I have zero issue paying for everything BUT I will do what my parents did and put the money away for their spending money or possibly even start a Roth or something else for them. Its not the money, but work/life experience.
Anonymous
My question to him is what is he planning on doing instead? I don’t make my kids work but then need some sort of structure in the summer. Volunteer work, personal project they are passionate about? Something other than just hanging out
Anonymous
I'm surprised all your kids do is study and hang around your house.

My kids have gone to the beach 4 or 5 times, been boating at least 7 times, fishing, kayaking, play basketball, tennis... all while taking summer classes. My son couldn't do a weekend at the lake because he had his final last weekend.

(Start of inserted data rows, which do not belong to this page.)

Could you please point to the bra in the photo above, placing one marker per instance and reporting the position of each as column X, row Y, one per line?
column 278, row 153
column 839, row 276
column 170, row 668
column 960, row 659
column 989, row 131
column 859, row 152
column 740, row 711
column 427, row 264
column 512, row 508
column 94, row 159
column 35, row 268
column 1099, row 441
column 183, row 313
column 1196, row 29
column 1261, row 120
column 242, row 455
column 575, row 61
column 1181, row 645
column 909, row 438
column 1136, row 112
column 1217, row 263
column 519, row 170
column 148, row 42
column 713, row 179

Take away the summer class and yes, they are very, very busy.

Your kids just sit around all day?
Anonymous
My issue would be at 17 I would like a break. You are almost an adult and frankly I would be upset if I had to constantly watch/ entertain / feed a 17 year old.

I would make his life not pleasant if he wants food. My rules are breakfast ends at 9 am. Lunch is promptly at noon and dinner is at 5:30 . If you miss those times I don’t cook for you or clean up.
Anonymous
Anonymous wrote:My issue would be at 17 I would like a break. You are almost an adult and frankly I would be upset if I had to constantly watch/ entertain / feed a 17 year old.

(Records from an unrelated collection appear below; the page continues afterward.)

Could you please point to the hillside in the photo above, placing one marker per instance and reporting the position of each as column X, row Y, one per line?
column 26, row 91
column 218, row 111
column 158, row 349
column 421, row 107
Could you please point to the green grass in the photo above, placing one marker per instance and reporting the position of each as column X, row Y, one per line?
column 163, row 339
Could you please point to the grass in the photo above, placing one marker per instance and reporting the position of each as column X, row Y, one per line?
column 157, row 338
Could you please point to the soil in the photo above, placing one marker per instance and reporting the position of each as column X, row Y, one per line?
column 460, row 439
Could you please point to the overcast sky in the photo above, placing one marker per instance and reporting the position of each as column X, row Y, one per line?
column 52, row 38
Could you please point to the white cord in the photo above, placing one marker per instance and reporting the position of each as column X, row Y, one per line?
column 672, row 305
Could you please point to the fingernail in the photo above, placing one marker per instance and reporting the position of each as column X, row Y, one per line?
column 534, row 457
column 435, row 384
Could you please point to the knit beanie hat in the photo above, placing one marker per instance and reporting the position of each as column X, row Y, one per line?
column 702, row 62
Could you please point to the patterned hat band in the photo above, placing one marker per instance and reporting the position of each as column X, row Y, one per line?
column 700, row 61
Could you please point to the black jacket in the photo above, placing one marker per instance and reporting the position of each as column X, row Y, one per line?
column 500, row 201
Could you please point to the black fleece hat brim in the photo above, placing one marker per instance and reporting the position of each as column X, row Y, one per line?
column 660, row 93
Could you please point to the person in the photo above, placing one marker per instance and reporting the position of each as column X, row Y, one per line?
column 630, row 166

I would make his life not pleasant if he wants food. My rules are breakfast ends at 9 am. Lunch is promptly at noon and dinner is at 5:30 . If you miss those times I don’t cook for you or clean up.

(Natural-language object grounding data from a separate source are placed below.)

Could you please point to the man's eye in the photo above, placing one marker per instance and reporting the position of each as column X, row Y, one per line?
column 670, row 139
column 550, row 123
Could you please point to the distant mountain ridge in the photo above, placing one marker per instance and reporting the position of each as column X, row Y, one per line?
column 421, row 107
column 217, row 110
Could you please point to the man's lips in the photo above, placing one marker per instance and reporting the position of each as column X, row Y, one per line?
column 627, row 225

Why TF are you cooking for a 17 year old?

Girl, you need some parenting lessons.
Anonymous
Anonymous wrote:I'm surprised all your kids do is study and hang around your house.

My kids have gone to the beach 4 or 5 times, been boating at least 7 times, fishing, kayaking, play basketball, tennis... all while taking summer classes. My son couldn't do a weekend at the lake because he had his final last weekend. Take away the summer class and yes, they are very, very busy.

Your kids just sit around all day?


Some kids do. Sorry you have trouble understanding that.
Anonymous
Anonymous wrote:At 17, you are either in school, working or internship for the summer.


Yep. I'd say the same for a 16 yo too.
Anonymous
Anonymous wrote:Explain why quitting put you in a awkward spot with his boss and that now you and DH are not likely to use your contacts to help him next time. Also note that he likely lost a good recommendation from this employer had he followed through on his commitment.

But that said, if it's not important that he work then let him have his summer. But I agree that his social life can't become a burden now and he needs to feel the natural consequences about what he could have had with a paycheck so don't give him any more than you normally would have for the summer or school year.


It puts you in an awkward spot for a few reasons - the friend was counting on the kid AND the friend spent a lot of time training the kid. Given those factors the friendship between the parents and owner could now be substantively changed because the kid really left the owner in a difficult position and the owner likely will presume the kid's parents knew about the quitting ahead of time. It is a bad look all the way around.
Anonymous
Anonymous wrote:
Anonymous wrote:My issue would be at 17 I would like a break. You are almost an adult and frankly I would be upset if I had to constantly watch/ entertain / feed a 17 year old.

I would make his life not pleasant if he wants food. My rules are breakfast ends at 9 am. Lunch is promptly at noon and dinner is at 5:30 . If you miss those times I don’t cook for you or clean up.


Why TF are you cooking for a 17 year old?

Girl, you need some parenting lessons.


I kind of laughed a little at that one. “I will only wait on you at these precise hours of the day!” She thinks that’s strict. Good grief.